Now governments have to step up, First Church Estates Commissioner warns the Synod

YouTube/Church of England

The First Church Estates Commissioner, Loretta Minghella, addresses the Synod on Friday evening

The First Church Estates Commissioner, Loretta Minghella, addresses the Synod on Friday evening

THE COP26 climate conference in Glasgow in November “simply has to deliver”, because investors cannot transition to a green economy without changes in policies from world governments, the First Church Estates Commissioner, Loretta Minghella, told the General Synod on Friday afternoon.

Ms Minghella was giving a presentation to update the Synod on the approach to climate change by the national investing bodies (NIB), three years since the Synod passed a motion urging the NIBs to disinvest from companies that did not take seriously their climate obligations (News, 13 July 2018). It was her final speech to the Synod as Commissioner before she steps down to take up the post of Master of Clare College, Cambridge, in October (News, 13 November 2020).

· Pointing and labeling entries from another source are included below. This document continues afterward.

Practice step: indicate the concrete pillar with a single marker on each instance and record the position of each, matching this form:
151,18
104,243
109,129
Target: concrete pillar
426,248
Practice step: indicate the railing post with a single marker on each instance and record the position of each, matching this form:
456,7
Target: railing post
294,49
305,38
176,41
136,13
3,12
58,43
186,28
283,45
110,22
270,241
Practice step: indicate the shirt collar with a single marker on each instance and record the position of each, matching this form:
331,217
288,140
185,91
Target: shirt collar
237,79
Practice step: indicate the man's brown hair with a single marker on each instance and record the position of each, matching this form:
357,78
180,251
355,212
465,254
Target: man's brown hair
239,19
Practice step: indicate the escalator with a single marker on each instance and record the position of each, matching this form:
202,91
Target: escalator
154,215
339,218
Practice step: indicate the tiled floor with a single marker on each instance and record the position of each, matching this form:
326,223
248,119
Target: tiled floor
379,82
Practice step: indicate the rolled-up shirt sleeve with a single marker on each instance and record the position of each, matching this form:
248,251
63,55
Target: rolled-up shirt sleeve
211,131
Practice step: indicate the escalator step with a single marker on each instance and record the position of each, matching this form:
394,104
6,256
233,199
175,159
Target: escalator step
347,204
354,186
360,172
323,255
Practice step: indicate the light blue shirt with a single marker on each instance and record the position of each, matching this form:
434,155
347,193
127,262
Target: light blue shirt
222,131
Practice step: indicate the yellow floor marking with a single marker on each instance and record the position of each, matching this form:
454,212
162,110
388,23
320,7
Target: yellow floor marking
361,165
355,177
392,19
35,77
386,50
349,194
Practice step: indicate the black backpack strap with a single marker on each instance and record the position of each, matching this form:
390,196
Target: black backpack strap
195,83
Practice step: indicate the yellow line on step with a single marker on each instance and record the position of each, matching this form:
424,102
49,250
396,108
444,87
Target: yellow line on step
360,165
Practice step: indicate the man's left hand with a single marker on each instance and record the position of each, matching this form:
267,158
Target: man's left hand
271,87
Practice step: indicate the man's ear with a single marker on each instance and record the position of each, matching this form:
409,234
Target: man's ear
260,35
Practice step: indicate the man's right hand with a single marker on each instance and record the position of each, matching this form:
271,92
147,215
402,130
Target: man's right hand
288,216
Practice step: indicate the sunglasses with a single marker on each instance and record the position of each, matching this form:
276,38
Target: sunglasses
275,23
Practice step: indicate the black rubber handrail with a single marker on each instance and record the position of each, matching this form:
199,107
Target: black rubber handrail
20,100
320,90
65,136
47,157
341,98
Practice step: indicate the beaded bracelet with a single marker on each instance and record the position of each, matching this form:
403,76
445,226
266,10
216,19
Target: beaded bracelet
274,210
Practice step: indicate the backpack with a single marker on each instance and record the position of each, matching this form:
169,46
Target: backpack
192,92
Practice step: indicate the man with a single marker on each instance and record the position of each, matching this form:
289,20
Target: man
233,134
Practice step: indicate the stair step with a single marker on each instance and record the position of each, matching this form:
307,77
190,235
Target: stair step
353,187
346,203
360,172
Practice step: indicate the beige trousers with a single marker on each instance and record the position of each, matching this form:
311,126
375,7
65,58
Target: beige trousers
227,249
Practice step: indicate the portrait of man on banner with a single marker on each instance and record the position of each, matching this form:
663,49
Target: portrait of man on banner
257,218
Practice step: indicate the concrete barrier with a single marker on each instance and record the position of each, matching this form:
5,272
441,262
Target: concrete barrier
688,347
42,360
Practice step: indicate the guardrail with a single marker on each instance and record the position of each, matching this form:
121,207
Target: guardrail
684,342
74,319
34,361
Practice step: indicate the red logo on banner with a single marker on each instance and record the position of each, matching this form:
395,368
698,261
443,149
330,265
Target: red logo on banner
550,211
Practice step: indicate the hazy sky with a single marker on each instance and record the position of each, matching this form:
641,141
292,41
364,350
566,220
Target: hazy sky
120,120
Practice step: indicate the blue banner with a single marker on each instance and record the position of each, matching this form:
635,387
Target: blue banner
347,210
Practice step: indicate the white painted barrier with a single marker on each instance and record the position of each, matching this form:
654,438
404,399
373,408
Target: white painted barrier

“Even with one degree of warming, people are suffering; and with extreme weather events becoming more and more frequent, it’s the poor, who did least to cause the problem, who are suffering the most,” she said. “It is an emergency — of that there can be no question.”

The transition to a green economy was, however, “not easy”: it was “a multi-decade, challenging transition that requires the global economy to change completely. It also requires governments to match what we can do as investors and what we can do as a Church.”

This was why the NIBs had “been public advocates of the policy we need from governments to deliver on the commitments of the Paris Agreement”, and had supported initiatives such as the Powering Past Coal Alliance, which seeks commitments from governments to phase out the use of coal.

“We can’t transition in a vacuum as investors: we need enabling regulation,” Ms Minghella said. “And governments across the world need to change their policies if we’re going to be able to deliver ourselves. So all eyes are on the COP in Glasgow in November — it simply has to deliver.”

The chairman of the Pensions Board, Clive Mather, told the Synod that the foundation of the NIBs’ approach to pressuring companies to tackle climate change was “the world-leading” Transition Pathway Initiative (TPI). “Quite simply, it involves a rigorous, comprehensive and independent assessment of companies, which tracks their transition to net-zero and guides our decision-making as investors,” he said.

Supported by more than 100 investors, representing US$29 trillion in assets under management, it was “a mighty weapon in the global battle against climate change”, he said.

“In short, TPI enables us to differentiate between companies that are changing and those that aren’t. When a company doesn’t meet our hurdles, we will disinvest.”

The TPI tracked not only fossil-fuel companies, but companies “right across the economy”, Mr Mather said.

“Disinvesting from one company or industry does send a strong message,” he continued. “But that doesn’t mean that the challenge has gone away, which is why we’re working with investors internationally, with the support of TPI, to address the systemic causes of climate change, to challenge and change the operations of individual companies, and, from their example, to change the sector and other sectors, too. Because, ultimately, all parts of the global economy are interconnected.”

Ms Minghella had a strong message for fossil-fuel companies in which the NIBs invest: “As responsible investors, we will walk with you, we will help you, we will support you if you commit to the changes we ask for. However, be under no illusion that if you do not meet our requirements, by 2023 at the latest, we will sell our holding.”

In an answer to a formal question at the end of Friday, Mr Mather gave a snapshot of the Pension Board’s relative holdings in fossil fuels and renewables: “The Board holds approximately £125 million in renewable, clean, or climate solutions across asset classes, which represents 4.1 per cent of the overall portfolio. This represents a significant ‘tilt’ relative to our holdings in oil and gas which total £8.9 m, approximately 0.3 per cent of the overall portfolio.”